Silt was probably the most intriguing game at the whole show. Apparently it all started with the beautiful, unsettling artwork of Tom Mead (@mrtommead) – the developers then decided to make a game around Tom’s weird visions. It certainly looks gorgeous with its moody black-and-white undersea landscapes, and the gameplay is a mixture of awe and terror as you serenely explore these eerie caves, then die horribly in the jaws of something with far too many teeth.

There are a few rough edges that need to be sanded down – the loading times are far too long, for example – but this is still an early demo, and the full game is probably around another year away. I will track its progress with high anticipation.

Steam link:

Inua – A Story in Ice and Time

This was a real find: a game about the lost Franklin Expedition of the mid-1800s. Franklin was attempting to find the fabled Northwest Passage over the top of Canada, but his boats – the Terror and Erebus – were lost in the ice, and search parties couldn’t find head nor tail of the missing sailors. Inua imagines what could have happened, switching back and forth between a modern-day journalist investigating remains of the lost ships, and the desperate crew of the Terror as the supplies begin to run low.

Steam link:

Broken Roads

This CRPG from Team17 is set in a post-apocalyptic Australian Outback, which is such a gift of a setting that I can’t think why more games haven’t used it. About a hundred years have passed since the world went to ruin, and the world is a mix of those attempting to build a new society and those trying to tear it all down. Like Fallout and Disco Elysium, you have a choice of stats that will affect which options are open to you at certain points.

Steam link:


This follow up to the point and click adventure Lamplight City sees you take on the role of Spitfire Hurley – sister of the previous game’s protagonist – as she arrives to take up a newspaper job in the Wild West town of Rosewater.
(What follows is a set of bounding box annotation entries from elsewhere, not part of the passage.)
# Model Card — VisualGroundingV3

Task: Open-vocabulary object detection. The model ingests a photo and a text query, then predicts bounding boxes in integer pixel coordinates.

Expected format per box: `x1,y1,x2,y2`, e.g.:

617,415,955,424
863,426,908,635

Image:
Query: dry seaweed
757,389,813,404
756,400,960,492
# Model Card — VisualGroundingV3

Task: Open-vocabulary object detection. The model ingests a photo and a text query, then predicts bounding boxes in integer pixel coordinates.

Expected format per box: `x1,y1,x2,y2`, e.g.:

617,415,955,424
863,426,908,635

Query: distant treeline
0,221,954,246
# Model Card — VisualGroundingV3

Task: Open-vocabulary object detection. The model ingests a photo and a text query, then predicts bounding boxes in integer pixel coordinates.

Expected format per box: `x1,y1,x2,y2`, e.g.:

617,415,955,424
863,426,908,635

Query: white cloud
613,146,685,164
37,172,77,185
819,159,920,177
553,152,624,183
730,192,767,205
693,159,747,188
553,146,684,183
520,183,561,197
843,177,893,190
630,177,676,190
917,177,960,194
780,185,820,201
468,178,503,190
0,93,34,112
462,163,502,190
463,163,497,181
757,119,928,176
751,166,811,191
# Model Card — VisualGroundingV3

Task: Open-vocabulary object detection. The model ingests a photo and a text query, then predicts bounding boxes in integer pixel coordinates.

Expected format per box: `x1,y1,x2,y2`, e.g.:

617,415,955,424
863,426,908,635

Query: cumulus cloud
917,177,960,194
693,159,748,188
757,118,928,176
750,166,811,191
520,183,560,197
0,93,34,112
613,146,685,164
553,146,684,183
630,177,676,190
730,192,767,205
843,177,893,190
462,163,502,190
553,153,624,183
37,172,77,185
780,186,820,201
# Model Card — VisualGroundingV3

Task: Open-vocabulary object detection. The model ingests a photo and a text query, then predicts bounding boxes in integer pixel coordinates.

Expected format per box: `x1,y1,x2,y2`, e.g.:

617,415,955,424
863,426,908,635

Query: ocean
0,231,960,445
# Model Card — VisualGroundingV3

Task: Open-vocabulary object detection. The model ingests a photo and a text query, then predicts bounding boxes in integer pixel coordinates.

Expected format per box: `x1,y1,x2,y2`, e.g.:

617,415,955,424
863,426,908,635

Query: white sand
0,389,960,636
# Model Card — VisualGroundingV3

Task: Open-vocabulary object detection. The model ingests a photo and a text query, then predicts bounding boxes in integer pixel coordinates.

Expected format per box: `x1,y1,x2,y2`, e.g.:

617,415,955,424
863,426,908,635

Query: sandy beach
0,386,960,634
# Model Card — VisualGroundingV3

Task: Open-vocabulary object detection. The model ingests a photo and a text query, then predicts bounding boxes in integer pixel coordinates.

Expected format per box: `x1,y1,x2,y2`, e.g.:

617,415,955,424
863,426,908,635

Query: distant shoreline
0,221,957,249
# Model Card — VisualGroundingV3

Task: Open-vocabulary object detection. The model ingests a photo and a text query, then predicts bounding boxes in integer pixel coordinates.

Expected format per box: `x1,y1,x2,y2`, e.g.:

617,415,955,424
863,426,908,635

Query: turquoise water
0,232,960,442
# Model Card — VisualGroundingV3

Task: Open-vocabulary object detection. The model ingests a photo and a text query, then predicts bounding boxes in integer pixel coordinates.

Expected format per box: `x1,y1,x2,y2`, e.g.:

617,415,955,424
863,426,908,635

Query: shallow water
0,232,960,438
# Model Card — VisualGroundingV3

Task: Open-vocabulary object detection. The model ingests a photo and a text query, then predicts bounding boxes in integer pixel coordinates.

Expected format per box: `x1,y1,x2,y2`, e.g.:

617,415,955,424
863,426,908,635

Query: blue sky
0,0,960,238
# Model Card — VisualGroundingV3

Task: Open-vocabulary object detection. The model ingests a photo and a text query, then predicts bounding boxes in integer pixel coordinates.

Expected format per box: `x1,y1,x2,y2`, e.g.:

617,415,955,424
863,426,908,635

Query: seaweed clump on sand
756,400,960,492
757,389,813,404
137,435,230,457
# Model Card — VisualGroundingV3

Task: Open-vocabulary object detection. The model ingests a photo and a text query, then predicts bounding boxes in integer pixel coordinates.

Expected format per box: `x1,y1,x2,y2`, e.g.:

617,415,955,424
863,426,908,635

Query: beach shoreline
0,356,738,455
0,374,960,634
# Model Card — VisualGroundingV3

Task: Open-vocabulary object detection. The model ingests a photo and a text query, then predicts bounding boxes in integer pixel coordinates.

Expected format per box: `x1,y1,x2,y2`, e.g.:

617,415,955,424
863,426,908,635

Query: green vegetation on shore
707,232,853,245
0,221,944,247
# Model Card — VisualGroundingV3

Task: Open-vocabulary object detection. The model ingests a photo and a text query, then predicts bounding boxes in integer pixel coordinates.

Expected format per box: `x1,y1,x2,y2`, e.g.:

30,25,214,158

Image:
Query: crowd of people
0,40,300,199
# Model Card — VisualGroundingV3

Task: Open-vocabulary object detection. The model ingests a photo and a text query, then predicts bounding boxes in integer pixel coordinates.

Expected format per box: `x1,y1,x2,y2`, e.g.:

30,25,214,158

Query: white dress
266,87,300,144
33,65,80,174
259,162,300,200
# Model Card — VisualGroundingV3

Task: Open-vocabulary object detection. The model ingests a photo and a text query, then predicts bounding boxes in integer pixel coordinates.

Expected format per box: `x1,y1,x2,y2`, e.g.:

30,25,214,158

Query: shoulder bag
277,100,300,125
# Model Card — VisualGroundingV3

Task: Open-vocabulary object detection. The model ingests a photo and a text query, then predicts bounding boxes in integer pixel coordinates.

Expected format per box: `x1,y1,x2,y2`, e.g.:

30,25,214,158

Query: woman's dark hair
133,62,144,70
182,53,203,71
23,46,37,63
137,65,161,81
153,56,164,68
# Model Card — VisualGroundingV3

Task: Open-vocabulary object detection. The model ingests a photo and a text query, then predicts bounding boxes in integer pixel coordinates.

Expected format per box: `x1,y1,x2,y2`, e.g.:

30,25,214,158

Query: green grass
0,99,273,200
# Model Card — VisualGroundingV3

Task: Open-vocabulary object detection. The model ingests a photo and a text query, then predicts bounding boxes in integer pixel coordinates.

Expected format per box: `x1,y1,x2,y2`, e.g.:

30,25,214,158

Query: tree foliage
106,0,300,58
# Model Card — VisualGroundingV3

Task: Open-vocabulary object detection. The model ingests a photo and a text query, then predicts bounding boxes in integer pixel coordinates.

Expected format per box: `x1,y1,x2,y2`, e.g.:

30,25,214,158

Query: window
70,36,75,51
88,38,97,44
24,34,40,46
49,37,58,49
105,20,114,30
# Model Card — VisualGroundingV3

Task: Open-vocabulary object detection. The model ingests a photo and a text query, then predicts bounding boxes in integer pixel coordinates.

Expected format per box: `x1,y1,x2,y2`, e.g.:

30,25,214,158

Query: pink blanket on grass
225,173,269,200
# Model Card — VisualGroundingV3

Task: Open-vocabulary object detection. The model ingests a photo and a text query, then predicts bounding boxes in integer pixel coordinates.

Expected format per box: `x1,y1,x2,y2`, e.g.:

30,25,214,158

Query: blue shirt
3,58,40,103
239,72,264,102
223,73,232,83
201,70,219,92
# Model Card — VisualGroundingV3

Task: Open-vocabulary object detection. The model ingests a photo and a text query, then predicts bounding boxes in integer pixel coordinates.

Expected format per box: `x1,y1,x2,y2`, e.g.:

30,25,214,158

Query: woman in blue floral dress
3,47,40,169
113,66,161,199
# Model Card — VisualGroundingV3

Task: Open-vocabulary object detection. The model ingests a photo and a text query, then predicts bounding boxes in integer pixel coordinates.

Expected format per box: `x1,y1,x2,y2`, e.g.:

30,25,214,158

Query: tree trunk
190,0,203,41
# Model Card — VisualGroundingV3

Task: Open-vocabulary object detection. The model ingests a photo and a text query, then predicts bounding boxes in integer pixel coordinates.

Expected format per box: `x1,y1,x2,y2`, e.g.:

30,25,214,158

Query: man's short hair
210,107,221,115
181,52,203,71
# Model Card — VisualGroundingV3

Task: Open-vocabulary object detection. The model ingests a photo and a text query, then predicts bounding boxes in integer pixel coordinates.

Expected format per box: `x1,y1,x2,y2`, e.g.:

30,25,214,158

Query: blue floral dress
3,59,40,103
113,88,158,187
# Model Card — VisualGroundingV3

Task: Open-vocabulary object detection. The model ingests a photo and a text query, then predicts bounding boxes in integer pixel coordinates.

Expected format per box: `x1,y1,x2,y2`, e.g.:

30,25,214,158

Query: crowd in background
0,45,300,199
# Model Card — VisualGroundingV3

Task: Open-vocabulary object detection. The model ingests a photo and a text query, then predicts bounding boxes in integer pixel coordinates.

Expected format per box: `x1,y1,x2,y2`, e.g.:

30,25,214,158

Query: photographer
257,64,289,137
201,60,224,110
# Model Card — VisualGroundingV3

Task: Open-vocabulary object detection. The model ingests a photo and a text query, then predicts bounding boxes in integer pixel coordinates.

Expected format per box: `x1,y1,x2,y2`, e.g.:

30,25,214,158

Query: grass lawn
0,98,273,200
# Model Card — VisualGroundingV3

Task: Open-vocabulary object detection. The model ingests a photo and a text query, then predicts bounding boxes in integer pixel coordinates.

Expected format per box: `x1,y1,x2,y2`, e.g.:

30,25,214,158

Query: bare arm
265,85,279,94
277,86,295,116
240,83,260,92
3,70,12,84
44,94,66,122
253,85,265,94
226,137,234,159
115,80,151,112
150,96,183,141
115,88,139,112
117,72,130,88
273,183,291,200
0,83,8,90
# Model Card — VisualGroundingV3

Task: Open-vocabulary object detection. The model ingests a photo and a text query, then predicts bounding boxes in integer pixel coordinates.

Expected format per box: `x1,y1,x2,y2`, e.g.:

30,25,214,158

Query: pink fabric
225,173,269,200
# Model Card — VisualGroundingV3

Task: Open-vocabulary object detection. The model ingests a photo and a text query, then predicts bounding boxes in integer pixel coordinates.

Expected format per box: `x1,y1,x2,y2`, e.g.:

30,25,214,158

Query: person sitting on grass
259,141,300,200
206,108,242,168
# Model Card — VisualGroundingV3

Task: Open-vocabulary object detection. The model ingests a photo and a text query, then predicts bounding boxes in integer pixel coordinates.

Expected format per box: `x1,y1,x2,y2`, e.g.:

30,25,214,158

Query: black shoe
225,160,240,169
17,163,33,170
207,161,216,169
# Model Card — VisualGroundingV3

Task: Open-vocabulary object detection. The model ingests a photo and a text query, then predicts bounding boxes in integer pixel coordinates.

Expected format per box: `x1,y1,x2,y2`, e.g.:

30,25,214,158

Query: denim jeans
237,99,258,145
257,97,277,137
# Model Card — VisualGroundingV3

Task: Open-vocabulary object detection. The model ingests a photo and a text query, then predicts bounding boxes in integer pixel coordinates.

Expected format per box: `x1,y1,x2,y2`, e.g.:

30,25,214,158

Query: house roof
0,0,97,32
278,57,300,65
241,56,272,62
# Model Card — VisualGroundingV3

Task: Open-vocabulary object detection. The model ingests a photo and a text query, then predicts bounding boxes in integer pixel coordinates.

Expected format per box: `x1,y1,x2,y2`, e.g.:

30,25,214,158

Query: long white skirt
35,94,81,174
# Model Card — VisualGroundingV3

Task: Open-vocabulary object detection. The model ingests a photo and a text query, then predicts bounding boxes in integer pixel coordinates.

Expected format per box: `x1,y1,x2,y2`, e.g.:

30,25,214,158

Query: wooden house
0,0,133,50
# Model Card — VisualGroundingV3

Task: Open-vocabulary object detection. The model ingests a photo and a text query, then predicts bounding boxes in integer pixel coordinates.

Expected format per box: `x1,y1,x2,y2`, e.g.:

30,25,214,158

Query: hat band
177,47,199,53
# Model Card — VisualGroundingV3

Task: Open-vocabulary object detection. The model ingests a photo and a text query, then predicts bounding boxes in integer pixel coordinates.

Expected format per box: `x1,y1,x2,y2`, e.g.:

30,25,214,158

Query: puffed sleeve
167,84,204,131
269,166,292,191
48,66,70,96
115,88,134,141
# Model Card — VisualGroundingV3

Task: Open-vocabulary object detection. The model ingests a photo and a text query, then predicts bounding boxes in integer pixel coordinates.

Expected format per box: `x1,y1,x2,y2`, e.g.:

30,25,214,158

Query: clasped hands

Hurley is enjoyably badass, and the dialogue is incredibly fun, with your choices affecting how other characters interact with you. I loved the short slice I played, and it’s made me want to go back and dig out Lamplight City right away, a game that I stupidly let slip by me first time around.

Steam link:

You Suck At Parking

The Leftfield Collection is always a joy at EGX, and You Suck At Parking was a big favourite with punters – there was a queue for it every time I passed. Essentially you have to race to park as quickly as possible, negotiating ramps, jumps and hairpins along the way. It’s thoroughly addictive, and it helps that you can restart instantly if your parking attempts go fantastically awry, which they will do on a regular basis. I can see this being a massive hit with streamers!

Steam link:

Tormented Souls

Tormented Souls is out now, but EGX was the first time I’ve come across it – and what a blast from the past it is. This is a love letter to classic survival horror (you can even use tank controls if you want), and the backdrops are astonishingly, gorgeously detailed. I enjoyed the puzzles in the short section I played, which hark back to the generator fiddling of the original Resident Evils, although I’m not a huge fan of the slightly weird-looking character faces, and the controls were a struggle to get used to. Still, otherwise this promises to be an enjoyable return to the days before survival horror games diverted down the path to action.